The Atlanta Journal-Constitution
The Senate plans to vote on an economic stimulus package,
Republicans’ drastically trimmed package faces Democratic opposition.
WASHINGTON — Senate Majority Leader Mitch McConnell said Tuesday the Senate would vote on a trimmed-down Republican coronavirus relief package, though it has a slim chance of passage in the face of Democrats’ insistence for more sweeping aid.
The Kentucky Republican released the approximately $500 billion measure as senators returned to Washington for an abbreviated pre-election session, as hopes are dimming for another coronavirus relief bill — or much else.

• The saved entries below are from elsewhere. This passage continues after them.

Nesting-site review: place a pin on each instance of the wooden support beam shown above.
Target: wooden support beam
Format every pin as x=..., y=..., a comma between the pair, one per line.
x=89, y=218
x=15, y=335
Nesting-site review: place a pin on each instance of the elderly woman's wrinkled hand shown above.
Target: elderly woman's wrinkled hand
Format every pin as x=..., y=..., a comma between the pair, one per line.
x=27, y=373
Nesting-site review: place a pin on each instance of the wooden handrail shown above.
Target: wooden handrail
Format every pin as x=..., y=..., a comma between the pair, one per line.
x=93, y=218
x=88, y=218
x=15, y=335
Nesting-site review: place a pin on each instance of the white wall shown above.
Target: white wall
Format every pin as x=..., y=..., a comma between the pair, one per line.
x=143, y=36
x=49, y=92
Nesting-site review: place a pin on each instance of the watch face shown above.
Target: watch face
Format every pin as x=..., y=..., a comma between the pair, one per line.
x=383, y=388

Republicans struggling to retain their Senate majority this fall have been divided, with some GOP senators in close races anxious to respond further to the pandemic, even as conservatives are tiring of all the spending and passing legislation in concert with liberal House Speaker Nancy Pelosi.
McConnell called the package “a targeted proposal that focuses on several of the most urgent aspects of this crisis, the issues where bipartisanship should be especially possible.” They included school aid, new money for vaccines and testing, and a second round of the popular Paycheck Protection Program for smaller businesses.
Democrats are demanding a far larger bill, including hundreds of billions of dollars for state and local governments, more generous jobless benefits, and help for renters and homeowners, along with other provisions in the House Democrats’ $3.5 billion relief bill that passed in May.
Republican senators such as Susan Collins of Maine are eager to show constituents they are continuing to work to ease the pandemic’s disastrous impact on jobs, businesses and health. But many Senate Republicans are resisting more spending and the scaled-back bill is roughly half the size of a measure McConnell unveiled earlier this summer.
McConnell’s move Tuesday would clear the way for a Thursday test vote in which Democrats are sure to block the legislation.
Pelosi and Senate Minority Leader Chuck Schumer, D-N.Y., said the bill “doesn’t come close to address
ing the problems and is headed nowhere.”
McConnell’s bill would provide $105 billion to help schools reopen, enact a shield against lawsuits for businesses and others that are powering ahead to reopen, create a scaled-back $300-per-week supplemental jobless benefit, and write off $10 billion in earlier debt at the U.S. Postal Service.
There’s $31 billion for a coronavirus vaccine, $16 billion for virus testing and $15 billion to help child care providers reopen. There is additionally $20 billion for farmers.
The package will also include a school choice initiative sought by Texas GOP Sen. Ted Cruz and others that would provide a tax break, for two years, for people who donate to nonprofit organizations offering private school scholarships.
It would also provide for a $258 billion second round of paycheck protection subsidies.
But it won’t contain another round of $1,200 direct payments going out under President Trump’s name.